ANAHEIM, Calif. — Yesterday’s funeral for beloved ska frontman Bruce Becker was strangely positive despite the somber occasion, due to several self-described “rude boys” dancing and singing the entire time, sources trying to mourn in peace confirmed.
“We’re just so glad all his friends could come out and have one last party with him,” Becker’s mother said, clad in a checkerboard shirt and screen-printed tie from his band, The Upstairs Neighbors. “We know how much everyone meant to him, and how glad he would be to see all these friendly faces show up just for him. All his friends performed, and this really feels like how Bruce would like to be remembered. If anyone wants anything else to remember him by, we’ll be selling merch all night in the back.”
Former bandmate and current curmudgeon Dirk Cranberry was possibly the only person in attendance who did not praise the deceased.
“He always was a son of a bitch, and he always came in too early with his vocals,” Cranberry said thoughtfully. “That bastard kicked me out of his band years ago — I always thought we should’ve been more two-tone, but he always leaned towards punk. Thinking back on it, I guess kicking me out was the best decision that band ever made. Timing always was Bruce’s biggest issue, and once again, he’s gone too soon.”
Local priest Wyatt Barrett did his best to tailor the service to the colorful crowd.

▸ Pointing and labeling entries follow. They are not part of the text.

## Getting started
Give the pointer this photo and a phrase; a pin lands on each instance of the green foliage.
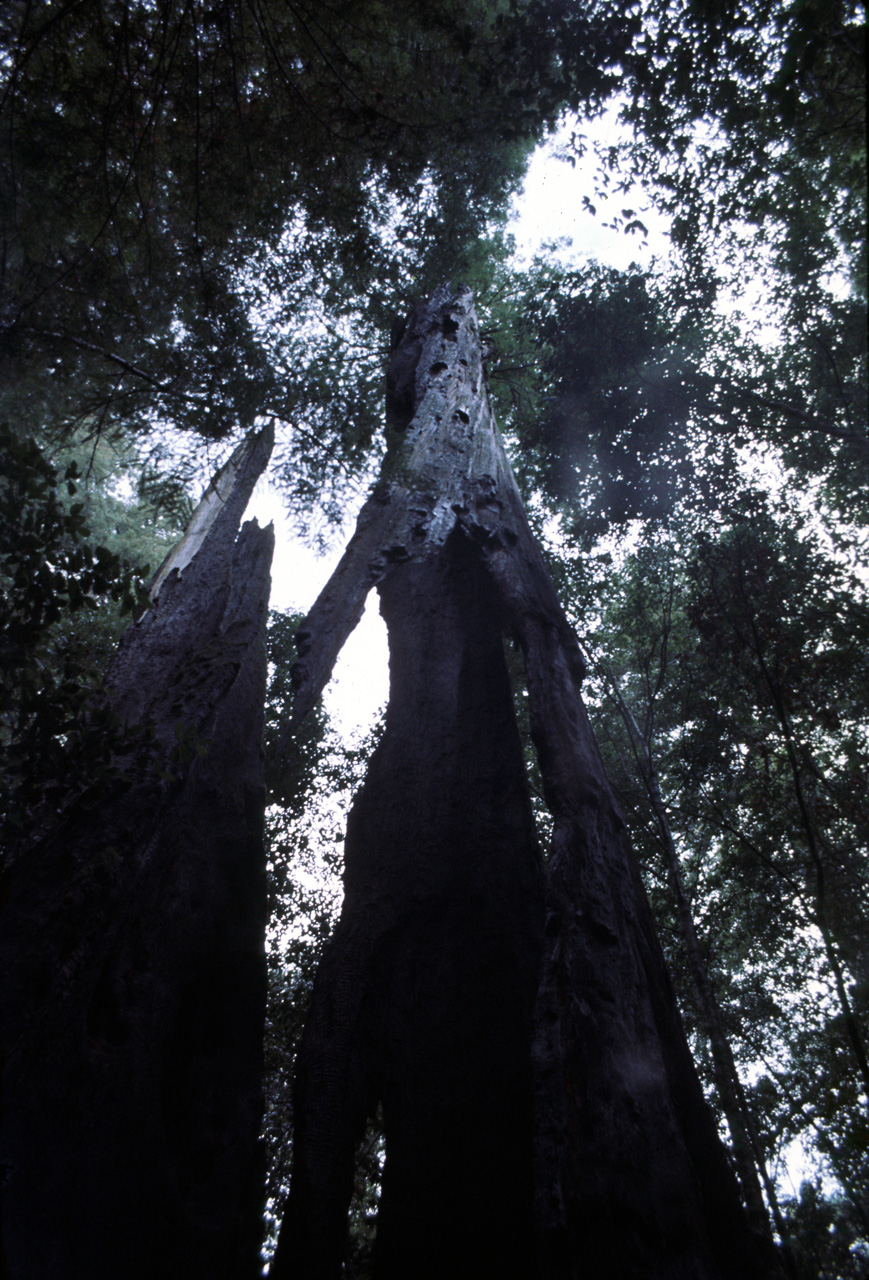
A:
(53, 739)
(191, 195)
(741, 656)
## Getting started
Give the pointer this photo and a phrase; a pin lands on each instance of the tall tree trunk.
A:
(746, 1147)
(630, 1176)
(132, 949)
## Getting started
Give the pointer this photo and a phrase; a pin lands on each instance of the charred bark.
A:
(132, 949)
(630, 1176)
(424, 1000)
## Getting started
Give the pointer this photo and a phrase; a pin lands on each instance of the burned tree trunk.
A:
(424, 997)
(132, 947)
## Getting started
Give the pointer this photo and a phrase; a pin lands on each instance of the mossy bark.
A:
(630, 1178)
(132, 952)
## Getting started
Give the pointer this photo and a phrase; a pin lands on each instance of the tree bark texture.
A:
(630, 1176)
(132, 949)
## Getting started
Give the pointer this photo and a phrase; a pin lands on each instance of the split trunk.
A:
(542, 1111)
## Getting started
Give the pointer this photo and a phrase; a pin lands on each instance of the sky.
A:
(548, 213)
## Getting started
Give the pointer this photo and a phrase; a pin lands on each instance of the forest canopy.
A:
(216, 215)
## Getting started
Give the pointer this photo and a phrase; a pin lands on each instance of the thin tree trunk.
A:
(132, 949)
(630, 1176)
(748, 1152)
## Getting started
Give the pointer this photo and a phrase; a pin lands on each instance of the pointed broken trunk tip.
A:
(231, 485)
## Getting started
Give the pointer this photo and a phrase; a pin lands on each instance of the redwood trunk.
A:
(425, 997)
(132, 950)
(630, 1176)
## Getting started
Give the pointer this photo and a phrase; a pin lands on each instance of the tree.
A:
(462, 979)
(708, 638)
(132, 958)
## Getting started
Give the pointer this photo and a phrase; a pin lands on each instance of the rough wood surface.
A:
(132, 991)
(631, 1179)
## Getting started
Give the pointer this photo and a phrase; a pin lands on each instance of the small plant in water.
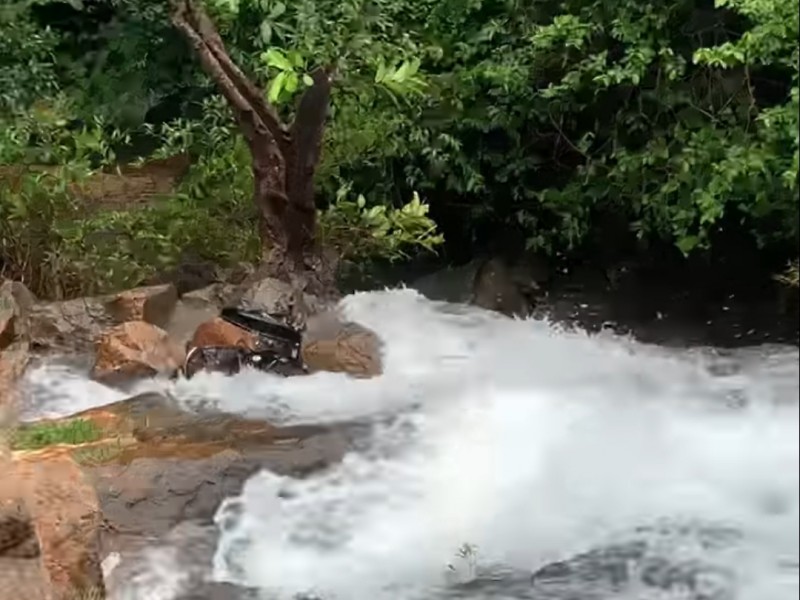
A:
(42, 435)
(466, 553)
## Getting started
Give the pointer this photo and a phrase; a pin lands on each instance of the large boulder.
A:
(135, 349)
(331, 344)
(52, 525)
(281, 298)
(510, 288)
(69, 324)
(218, 332)
(15, 307)
(75, 324)
(153, 304)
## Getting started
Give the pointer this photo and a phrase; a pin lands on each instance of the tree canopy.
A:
(572, 123)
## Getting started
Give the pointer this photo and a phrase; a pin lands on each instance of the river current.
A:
(511, 459)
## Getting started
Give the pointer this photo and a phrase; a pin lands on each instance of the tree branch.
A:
(236, 86)
(306, 134)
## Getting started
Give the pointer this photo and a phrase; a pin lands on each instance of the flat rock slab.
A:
(156, 466)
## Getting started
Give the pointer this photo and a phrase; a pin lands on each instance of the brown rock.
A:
(66, 518)
(218, 332)
(354, 350)
(135, 349)
(15, 306)
(73, 324)
(17, 535)
(153, 304)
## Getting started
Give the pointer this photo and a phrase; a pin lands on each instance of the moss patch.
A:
(42, 435)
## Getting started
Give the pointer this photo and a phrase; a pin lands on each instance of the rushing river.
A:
(499, 449)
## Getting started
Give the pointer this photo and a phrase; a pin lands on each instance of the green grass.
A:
(42, 435)
(791, 276)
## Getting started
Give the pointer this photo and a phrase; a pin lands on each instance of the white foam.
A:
(529, 442)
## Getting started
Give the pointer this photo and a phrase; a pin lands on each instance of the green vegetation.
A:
(567, 122)
(41, 435)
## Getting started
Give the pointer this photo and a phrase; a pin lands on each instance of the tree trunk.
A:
(284, 158)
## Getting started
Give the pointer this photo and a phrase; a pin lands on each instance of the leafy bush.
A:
(674, 119)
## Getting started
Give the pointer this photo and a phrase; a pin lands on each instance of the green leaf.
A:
(276, 87)
(275, 58)
(291, 82)
(265, 31)
(277, 10)
(687, 243)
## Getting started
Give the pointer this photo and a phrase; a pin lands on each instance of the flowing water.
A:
(499, 449)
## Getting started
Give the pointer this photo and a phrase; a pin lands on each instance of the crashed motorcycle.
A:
(277, 347)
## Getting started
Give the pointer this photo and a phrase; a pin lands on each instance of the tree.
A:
(284, 157)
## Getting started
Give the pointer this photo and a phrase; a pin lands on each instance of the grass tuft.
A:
(42, 435)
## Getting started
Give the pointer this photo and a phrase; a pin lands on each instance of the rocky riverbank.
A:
(105, 482)
(84, 494)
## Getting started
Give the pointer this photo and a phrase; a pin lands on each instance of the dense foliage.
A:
(576, 123)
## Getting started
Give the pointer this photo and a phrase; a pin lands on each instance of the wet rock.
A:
(279, 298)
(71, 325)
(17, 534)
(15, 307)
(239, 273)
(167, 464)
(153, 304)
(493, 284)
(334, 345)
(190, 276)
(135, 349)
(497, 287)
(66, 518)
(218, 332)
(216, 295)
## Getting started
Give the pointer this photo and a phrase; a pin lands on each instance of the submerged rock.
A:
(153, 304)
(332, 344)
(135, 349)
(55, 538)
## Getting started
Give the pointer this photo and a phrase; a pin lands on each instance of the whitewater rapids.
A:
(526, 443)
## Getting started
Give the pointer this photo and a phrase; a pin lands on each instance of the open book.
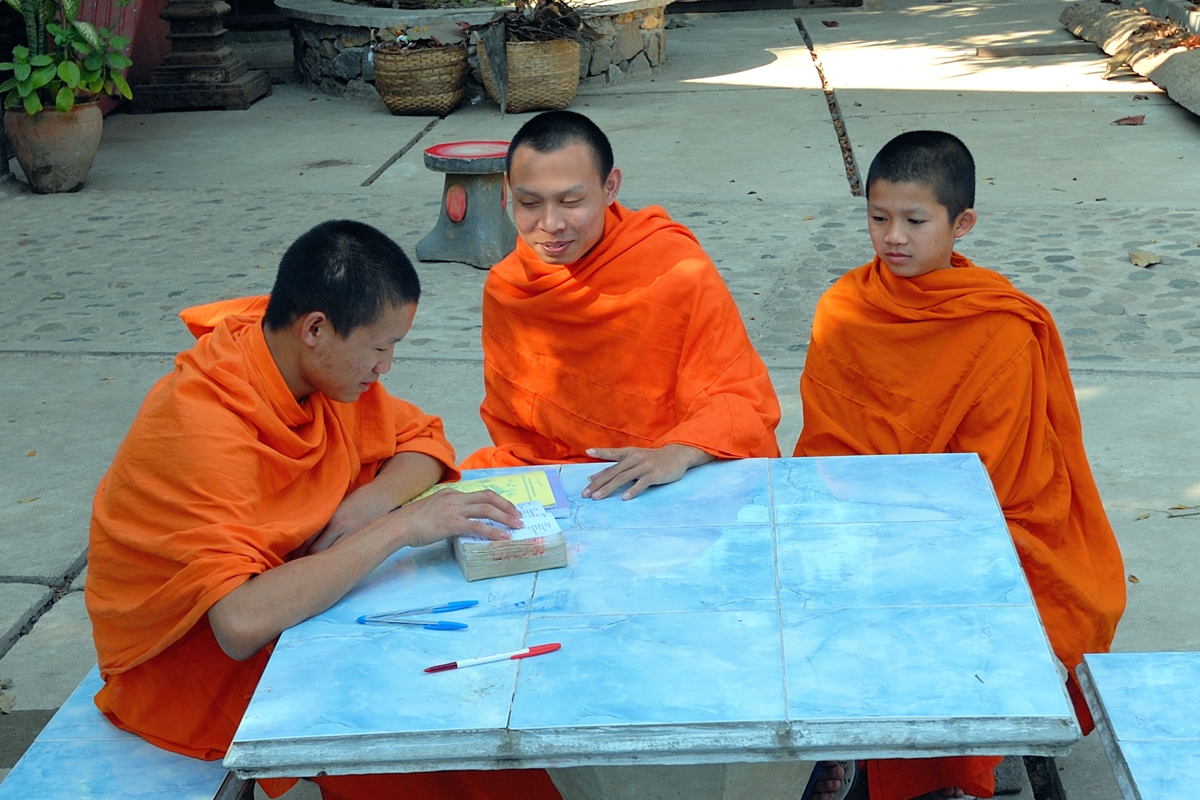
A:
(539, 545)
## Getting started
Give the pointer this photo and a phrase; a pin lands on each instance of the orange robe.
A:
(960, 361)
(639, 343)
(222, 476)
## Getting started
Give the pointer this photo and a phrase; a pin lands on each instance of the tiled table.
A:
(756, 611)
(1147, 713)
(82, 756)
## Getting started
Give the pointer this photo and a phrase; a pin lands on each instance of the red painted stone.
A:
(456, 203)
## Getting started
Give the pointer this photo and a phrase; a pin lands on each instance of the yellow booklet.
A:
(522, 487)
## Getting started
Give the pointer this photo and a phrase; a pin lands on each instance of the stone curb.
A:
(1116, 31)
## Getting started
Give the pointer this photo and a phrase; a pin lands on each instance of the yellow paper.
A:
(525, 487)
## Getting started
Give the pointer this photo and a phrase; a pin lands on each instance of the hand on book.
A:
(645, 467)
(453, 513)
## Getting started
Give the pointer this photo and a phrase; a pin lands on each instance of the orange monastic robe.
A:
(222, 476)
(960, 361)
(639, 343)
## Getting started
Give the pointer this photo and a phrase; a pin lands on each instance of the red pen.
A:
(535, 650)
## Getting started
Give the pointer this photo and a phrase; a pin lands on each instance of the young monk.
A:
(259, 483)
(922, 352)
(609, 334)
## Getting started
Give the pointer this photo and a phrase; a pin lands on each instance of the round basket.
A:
(426, 82)
(541, 74)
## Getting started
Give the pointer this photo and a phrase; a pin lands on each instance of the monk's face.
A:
(559, 200)
(342, 367)
(912, 233)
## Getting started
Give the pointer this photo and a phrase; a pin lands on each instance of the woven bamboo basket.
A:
(425, 82)
(541, 74)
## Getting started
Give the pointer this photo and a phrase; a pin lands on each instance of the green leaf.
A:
(123, 85)
(89, 32)
(69, 71)
(43, 76)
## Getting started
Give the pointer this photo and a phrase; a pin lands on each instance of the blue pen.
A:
(396, 618)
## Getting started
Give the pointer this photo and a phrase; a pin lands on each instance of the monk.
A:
(922, 352)
(259, 482)
(609, 335)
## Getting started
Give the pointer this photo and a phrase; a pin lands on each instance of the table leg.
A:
(768, 781)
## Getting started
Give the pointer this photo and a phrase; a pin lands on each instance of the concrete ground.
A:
(735, 138)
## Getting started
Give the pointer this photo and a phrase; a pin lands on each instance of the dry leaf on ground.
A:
(1144, 258)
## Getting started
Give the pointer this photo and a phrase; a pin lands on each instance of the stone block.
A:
(357, 37)
(653, 46)
(628, 42)
(639, 66)
(19, 602)
(48, 662)
(585, 58)
(347, 65)
(601, 56)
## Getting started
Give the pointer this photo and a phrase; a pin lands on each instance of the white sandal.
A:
(819, 771)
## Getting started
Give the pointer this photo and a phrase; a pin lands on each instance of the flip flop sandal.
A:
(819, 771)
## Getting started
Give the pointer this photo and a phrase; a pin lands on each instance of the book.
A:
(538, 545)
(544, 486)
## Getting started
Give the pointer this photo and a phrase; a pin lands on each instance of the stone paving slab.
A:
(19, 602)
(289, 142)
(73, 432)
(47, 663)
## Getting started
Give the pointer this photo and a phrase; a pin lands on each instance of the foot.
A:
(828, 782)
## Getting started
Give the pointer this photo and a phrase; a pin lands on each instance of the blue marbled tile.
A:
(715, 494)
(81, 755)
(661, 570)
(881, 488)
(900, 564)
(1143, 693)
(652, 668)
(430, 576)
(1164, 769)
(79, 717)
(109, 770)
(328, 679)
(941, 662)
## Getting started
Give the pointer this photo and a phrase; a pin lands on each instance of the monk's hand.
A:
(453, 513)
(643, 467)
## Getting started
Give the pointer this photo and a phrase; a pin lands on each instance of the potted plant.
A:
(529, 56)
(52, 118)
(418, 72)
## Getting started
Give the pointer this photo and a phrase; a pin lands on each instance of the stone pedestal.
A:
(768, 781)
(202, 70)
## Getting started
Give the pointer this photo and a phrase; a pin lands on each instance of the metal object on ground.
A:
(473, 224)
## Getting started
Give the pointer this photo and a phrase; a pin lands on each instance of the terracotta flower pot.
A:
(55, 150)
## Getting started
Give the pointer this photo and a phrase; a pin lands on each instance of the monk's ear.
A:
(312, 326)
(611, 186)
(965, 222)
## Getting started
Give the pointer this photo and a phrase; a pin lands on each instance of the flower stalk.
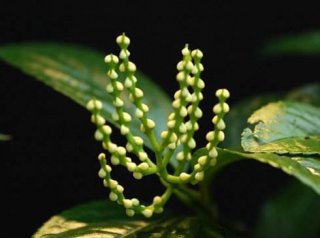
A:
(177, 141)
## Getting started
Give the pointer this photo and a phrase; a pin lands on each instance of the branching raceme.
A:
(177, 141)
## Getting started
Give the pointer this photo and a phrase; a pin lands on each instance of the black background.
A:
(51, 165)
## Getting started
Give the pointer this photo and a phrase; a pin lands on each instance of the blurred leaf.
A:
(106, 219)
(296, 44)
(304, 168)
(307, 145)
(282, 120)
(236, 120)
(4, 137)
(309, 94)
(80, 73)
(294, 213)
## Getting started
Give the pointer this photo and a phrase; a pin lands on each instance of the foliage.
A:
(284, 134)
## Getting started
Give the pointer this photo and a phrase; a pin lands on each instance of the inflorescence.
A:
(177, 141)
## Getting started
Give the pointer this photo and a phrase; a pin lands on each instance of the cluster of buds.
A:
(176, 142)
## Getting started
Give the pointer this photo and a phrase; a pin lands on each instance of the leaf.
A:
(80, 74)
(293, 213)
(309, 94)
(303, 44)
(106, 219)
(304, 168)
(4, 137)
(307, 145)
(236, 119)
(280, 120)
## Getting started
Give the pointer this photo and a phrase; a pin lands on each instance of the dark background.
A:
(51, 165)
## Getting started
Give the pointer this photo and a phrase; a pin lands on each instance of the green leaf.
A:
(307, 145)
(4, 137)
(309, 94)
(281, 120)
(80, 73)
(303, 44)
(106, 219)
(304, 168)
(293, 213)
(236, 119)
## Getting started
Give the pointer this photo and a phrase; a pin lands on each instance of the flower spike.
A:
(177, 141)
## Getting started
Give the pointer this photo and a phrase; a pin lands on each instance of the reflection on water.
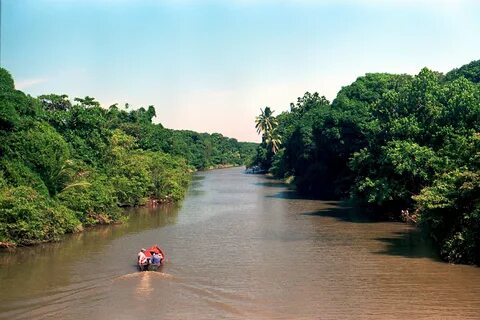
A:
(240, 247)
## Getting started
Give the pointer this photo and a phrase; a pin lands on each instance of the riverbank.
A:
(241, 247)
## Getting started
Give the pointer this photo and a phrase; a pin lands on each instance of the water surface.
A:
(240, 246)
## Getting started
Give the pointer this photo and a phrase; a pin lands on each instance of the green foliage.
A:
(92, 197)
(395, 142)
(450, 210)
(41, 149)
(469, 71)
(27, 217)
(65, 165)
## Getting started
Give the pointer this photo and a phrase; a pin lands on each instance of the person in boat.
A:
(156, 259)
(142, 259)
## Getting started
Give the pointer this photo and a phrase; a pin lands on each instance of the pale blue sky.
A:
(210, 65)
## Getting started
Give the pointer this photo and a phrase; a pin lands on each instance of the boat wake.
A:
(146, 274)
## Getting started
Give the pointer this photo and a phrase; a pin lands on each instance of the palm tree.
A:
(273, 140)
(266, 123)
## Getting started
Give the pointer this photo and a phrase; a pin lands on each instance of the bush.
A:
(27, 217)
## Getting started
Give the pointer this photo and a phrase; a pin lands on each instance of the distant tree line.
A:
(65, 165)
(407, 144)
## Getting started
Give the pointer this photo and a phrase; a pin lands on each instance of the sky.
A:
(210, 66)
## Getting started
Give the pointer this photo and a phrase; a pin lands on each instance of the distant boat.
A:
(148, 253)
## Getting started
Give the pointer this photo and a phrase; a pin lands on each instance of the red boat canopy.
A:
(154, 248)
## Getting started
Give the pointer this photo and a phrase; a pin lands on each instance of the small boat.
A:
(148, 253)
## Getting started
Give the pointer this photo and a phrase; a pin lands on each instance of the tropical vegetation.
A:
(409, 145)
(65, 165)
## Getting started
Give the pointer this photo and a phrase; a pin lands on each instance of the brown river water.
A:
(240, 247)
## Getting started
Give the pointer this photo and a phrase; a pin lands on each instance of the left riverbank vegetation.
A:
(65, 165)
(408, 145)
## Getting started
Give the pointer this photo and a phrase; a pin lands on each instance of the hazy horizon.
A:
(209, 66)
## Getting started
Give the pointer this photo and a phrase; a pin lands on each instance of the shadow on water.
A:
(291, 194)
(271, 184)
(346, 213)
(409, 244)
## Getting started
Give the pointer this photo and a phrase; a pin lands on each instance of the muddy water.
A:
(240, 247)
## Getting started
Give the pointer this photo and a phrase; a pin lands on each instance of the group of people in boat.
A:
(153, 257)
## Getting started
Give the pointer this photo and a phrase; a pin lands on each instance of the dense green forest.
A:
(408, 145)
(65, 165)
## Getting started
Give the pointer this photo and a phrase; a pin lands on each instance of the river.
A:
(240, 247)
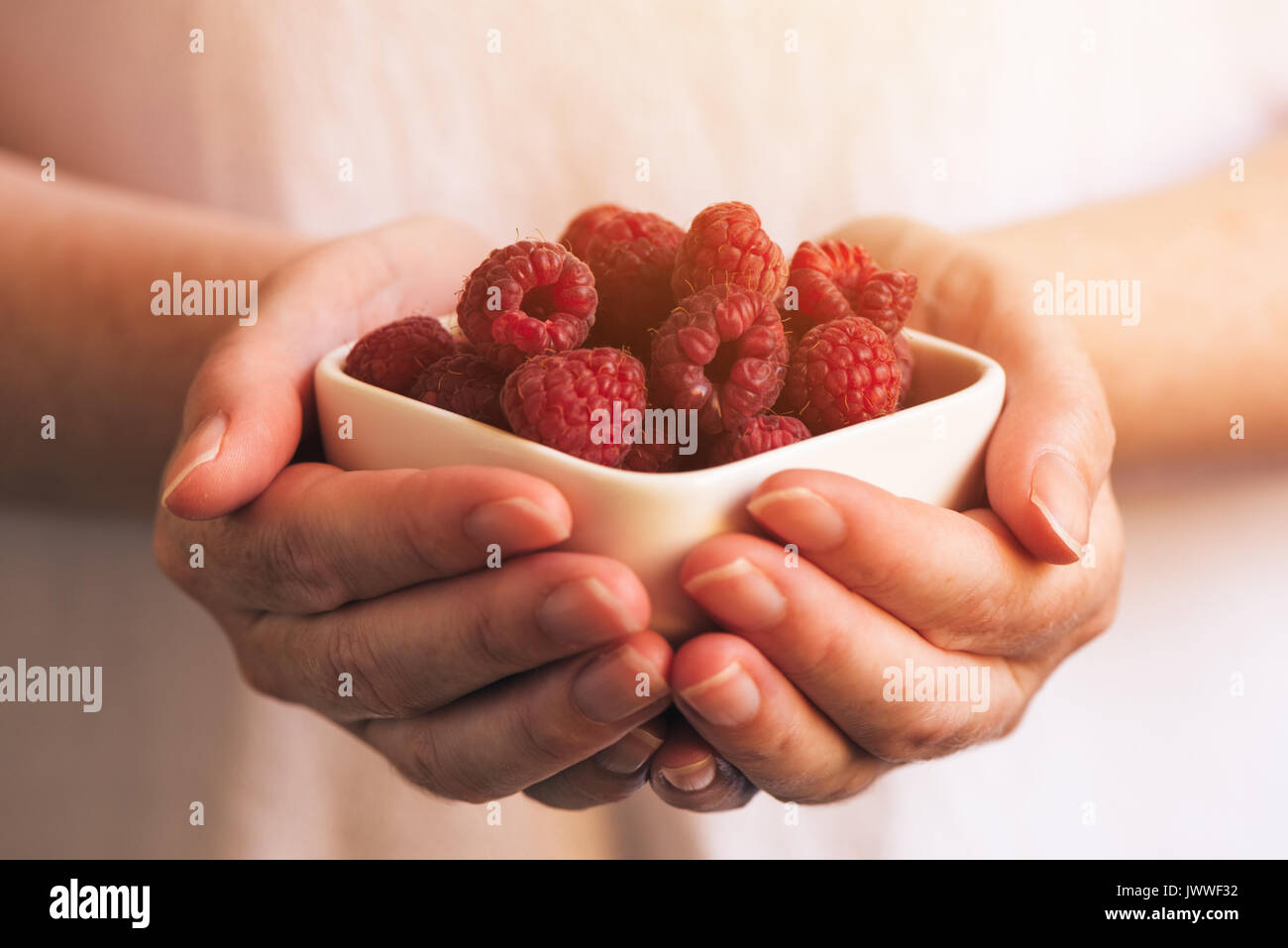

“Much like how ska returned in the mid 90s, Jesus too will one day return, and we will reunite with Bruce, skanking in the big moshpit in the sky,” Barrett said after. “I always enjoy a good ska funeral. Things are just more lively: they’ve got full bands going the whole time, even when they’re lowering the guy into the ground. And the Bible does bring up trumpets a lot… maybe they’re playing ska up in heaven, too.”
Unfortunately, the priest’s orders to the pallbearers to “pick it up” when lifting the coffin were misunderstood, and the resulting skanking nearly knocked over the checkerboard coffin holding Becker’s body.